What are the dendritic cells? Dendritic cells are phagocytes, a special type of immune cell found in tissues, such as the skin, which stimulate immune responses by presenting an antigen on its surface earlier than other cells of the immune system.

The idea that the immune system has anti-cancer capabilities is not new. At the beginning of the 20th century, Paul Ehrlich proposed his theory of immunological surveillance for cancer. [1] According to Ehrlich, the tumor cells appeared spontaneously in the body and the immune system eliminated them. In fact, it seems that the efficacy of classical treatments also largely depends on the activation of immunological responses after the release of immuno-stimulatory molecules from necrotic cells.

The efficacy of immunotherapy against cancer depends on the immunogenicity of tumor cells to induce cytotoxic T responses. [2] Therefore, cancer cells should express immunogenic antigens that can become therapeutic targets. The first immunotherapies, available in the 60s, were directed against viral antigens expressed by oncogenic viruses.

However, only a low number of human cancers are caused by viral infections.

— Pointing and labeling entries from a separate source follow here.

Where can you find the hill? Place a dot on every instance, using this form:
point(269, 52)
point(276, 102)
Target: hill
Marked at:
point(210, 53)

In fact, the theory of the viral etiology of cancers could not explain the immunological responses generated against chemically induced tumors or the spontaneous regressions of cancers in people vaccinated against common pathogens or by administering adjuvants. These results demonstrated the existence of tumor antigens of non-viral origin. [3]

With the passage of time, it was discovered that cancer cells accumulated transformative mutations that resulted in genetic instability, increased cell survival, and uncontrolled proliferation. Many of the proteins affected in these mutations are transcription factors, intracellular signaling molecules (ras), cell division regulators and anti-oncogenes. The uncontrolled proliferation and the defects in the cellular DNA repair provoke even more mutations, which give rise to the aberrant expression of cellular proteins (mutated or not), conferring immunogenicity to the cancer cells. [4]

Immunotherapy against cancer with dendritic cells

Dendritic cells are the most effective and ideal antigen presenting cells for immunotherapy. Dendritic cells are easily differentiated from mouse bone marrow using recombinant GM-CSF, and also from human monocytes. These ex vivo production methods accelerated the progress of DC-based immunotherapy, as their number ceased to be a limiting factor.

Differentiated dendritic cells are phenotypically and functionally immature, which facilitates their manipulation. One of the great problems of immunotherapy against cancer, however, is the inefficient activation of effector T cells. Thus, vaccination with Dendritic cells seems to be the best option. The enhancement of their endogenous antigen presentation capabilities could break the natural tolerance against endogenous tumor antigens. [5]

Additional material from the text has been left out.